Every Family Homeschools (Part 2) - an Interview with Kyle Greenwalt
Kyle Greenwalt, PhD, is an Associate Professor in the Department of Teacher Education at Michigan State University and the author of Home/Schooling: Creating Schools that Work for Kids, Parents and Teachers.
In the first part of our interview, Greenwalt talked about how cultural and economic shifts turned teachers into stand-in parents, and how homeschooling helps families meet their individual needs. Here, he describes some of the challenges that prevent homeschooling families from benefiting from public schooling that also make it hard for researchers to draw conclusions from homeschooling data.
Decades After Legal Battles, Many Homeschoolers Remain Skeptical of Tebow Laws
Because homeschooling families faced decades of legal challenges to secure their right to educate their children, many harbor “some suspicion toward the state and the institutions they represent,” said Greenwalt. As a result, even though so-called Tebow laws make it easier for non-traditional students to join in arts, athletics or other scholastic enterprises, “they don’t want to participate.”
At a national level, “the Homeschool Legal Defense Association and the more conservative people in the movement are quite opposed to any cooperation between public schools and homeschooling families” said Greenwalt
Today, thirty-one states allow homeschooled students to take part in public interscholastic sports, but “some of those families and organizations have opposed these Tebow Laws,” he added, although “the rise of online charters” might encourage more homeschool families to engage. That would allow homeschool children to play varsity sports in the public school system.
“I think it's still part of a holdover effect from the families that won the right to homeschool, state by state in the 1980s,” said Greenwalt, referring to legal battles that were “contentious, and in some cases, a very traumatic experience for families who had to go to court or face jail time.”
Many educators and school teachers have their own prejudices, because “there was a sense that these people are opting out,” which led to incomprehension and mistrust, he said. “If you ask most people, their gut reaction to homeschooling is that this is not a good thing.”
Public School Has Become “A Rite Of Passage”
Despite well-recognized problems like school violence, bullying and cutbacks, attending public school is essentially “a rite of passage, and we don't have any of those in our society anymore,” said Greenwalt.
Warts and all, the prevailing attitude is that public school is something “everyone should go through, even though we all have poor memories of our own schooling,” said Greenwalt. “They just kind of feel like everybody else should go through it, too.”
Parents shape their lives around their children, and as a result, “so much of our adult identities are tied up in parenting, especially for middle class and upper middle-class people.” Without bake sales, track meets and school trips to bind them, homeschooling families “have to work a little bit harder to feel plugged into the neighborhood,” Greenwalt said.
“There's a little more intentional effort for those families to connect,” he added. “Web sites like Outschool are really fascinating to me; these networks where people can plug in the things they want to learn with people who have the skills to teach them.”
What Does Data About Homeschooling Tell Us?

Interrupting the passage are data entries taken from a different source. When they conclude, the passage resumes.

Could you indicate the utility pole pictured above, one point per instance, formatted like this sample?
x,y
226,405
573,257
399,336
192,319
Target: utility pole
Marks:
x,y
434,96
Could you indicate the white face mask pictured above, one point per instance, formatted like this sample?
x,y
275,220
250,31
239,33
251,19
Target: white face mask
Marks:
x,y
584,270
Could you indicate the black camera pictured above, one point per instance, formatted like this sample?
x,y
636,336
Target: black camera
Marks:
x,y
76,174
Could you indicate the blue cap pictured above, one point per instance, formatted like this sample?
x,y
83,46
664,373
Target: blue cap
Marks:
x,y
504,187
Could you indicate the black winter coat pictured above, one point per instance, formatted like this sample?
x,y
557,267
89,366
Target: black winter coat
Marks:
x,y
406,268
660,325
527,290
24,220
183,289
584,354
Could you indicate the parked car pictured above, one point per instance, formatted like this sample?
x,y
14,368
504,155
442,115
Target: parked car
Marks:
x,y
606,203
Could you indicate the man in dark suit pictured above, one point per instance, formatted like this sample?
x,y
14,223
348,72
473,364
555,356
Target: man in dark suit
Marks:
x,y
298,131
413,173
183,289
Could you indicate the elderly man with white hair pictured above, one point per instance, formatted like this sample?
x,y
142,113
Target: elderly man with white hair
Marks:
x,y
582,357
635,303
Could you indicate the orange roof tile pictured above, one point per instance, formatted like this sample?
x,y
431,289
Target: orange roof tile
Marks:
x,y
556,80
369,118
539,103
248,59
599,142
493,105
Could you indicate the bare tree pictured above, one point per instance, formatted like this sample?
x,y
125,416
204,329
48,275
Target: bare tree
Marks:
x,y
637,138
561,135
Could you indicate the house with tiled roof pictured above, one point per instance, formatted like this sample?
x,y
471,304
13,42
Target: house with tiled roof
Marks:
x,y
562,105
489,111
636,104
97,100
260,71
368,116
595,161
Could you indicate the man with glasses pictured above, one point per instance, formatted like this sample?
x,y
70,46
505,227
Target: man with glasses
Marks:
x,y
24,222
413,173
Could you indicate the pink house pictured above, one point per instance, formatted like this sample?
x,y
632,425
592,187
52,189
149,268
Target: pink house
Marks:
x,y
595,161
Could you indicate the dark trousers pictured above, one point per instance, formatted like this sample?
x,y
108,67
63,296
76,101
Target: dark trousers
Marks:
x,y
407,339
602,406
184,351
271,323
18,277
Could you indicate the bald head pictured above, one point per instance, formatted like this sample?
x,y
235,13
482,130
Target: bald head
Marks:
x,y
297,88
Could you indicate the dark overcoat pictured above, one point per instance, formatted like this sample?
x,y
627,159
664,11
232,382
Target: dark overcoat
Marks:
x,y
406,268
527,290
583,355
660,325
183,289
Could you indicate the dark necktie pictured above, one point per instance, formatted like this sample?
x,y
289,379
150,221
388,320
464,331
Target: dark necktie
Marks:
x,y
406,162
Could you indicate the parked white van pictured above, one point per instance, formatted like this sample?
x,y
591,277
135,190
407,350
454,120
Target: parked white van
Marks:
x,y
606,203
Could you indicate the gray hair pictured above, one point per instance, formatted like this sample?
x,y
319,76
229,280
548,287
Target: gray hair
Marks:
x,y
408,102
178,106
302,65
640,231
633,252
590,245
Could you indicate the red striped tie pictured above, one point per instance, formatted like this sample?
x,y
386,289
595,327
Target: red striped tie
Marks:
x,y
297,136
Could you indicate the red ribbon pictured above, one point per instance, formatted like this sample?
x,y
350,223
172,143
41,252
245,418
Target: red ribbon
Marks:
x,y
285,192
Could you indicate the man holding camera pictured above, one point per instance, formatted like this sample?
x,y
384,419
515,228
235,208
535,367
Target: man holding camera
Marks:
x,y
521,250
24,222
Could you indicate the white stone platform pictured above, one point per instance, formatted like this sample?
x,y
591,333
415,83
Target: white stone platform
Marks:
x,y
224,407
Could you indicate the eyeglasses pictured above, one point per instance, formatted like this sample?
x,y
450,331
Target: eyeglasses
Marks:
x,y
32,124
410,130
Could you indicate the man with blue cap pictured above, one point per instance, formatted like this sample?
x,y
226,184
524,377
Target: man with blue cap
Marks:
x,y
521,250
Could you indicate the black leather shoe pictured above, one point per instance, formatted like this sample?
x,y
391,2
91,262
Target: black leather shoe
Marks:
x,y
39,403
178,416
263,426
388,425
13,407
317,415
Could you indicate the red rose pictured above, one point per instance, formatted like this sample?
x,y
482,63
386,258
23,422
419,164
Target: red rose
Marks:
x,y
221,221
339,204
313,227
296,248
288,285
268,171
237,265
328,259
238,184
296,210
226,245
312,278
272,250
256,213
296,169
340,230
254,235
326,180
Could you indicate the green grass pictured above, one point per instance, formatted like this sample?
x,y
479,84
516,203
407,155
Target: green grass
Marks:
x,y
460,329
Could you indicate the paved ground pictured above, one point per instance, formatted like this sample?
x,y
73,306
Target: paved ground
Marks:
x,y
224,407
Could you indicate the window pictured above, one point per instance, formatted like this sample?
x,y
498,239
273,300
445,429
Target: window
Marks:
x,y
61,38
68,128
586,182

Although “it's not hard to to gather data” about the long-term impacts and efficacy of homeschooling, “it's hard to say what is going on with that data,” said Greenwalt. “If you really want to make claims about what's more effective, or who's doing better, you have to have random assignment to groups, and you can't do that with homeschooling,” he noted. “People self-select into these groups.”
“It just gets ideological really quick,” he said. “Whether you're for or against, people have a hard time putting that aside when it comes to the research,” added Greenwalt. “A lot of the studies are performed by homeschool advocacy groups, which doesn't mean they're not good studies, but it makes people suspicious about the findings.”
And because many homeschooling parents are wary of state actors, they’re unlikely to join a study, he added.
“My reading of the research is that there's not a huge difference, but homeschooled students might do slightly better academically and in college,” said Greenwalt, who wonders whether homeschooling on its own explains why those students “do slightly better than public school kids.”
Homeschooled students not only have a more flexible schedule than public school students, they also spend more time with parents, reading, and exploring individual interests. “Any of these things could be causing a more positive effect, but some of these things could be transferred to public schools, and we might see a similarly strong effect if we just gave kids more flexibility,” concludes Greenwalt.
“The big question is how they fare in life and those types of studies are really hard to put together to evaluate,” he said. “For me, the purpose of the book is to ask: what is good in each, and where points of mutual comprehension and learning can come about.”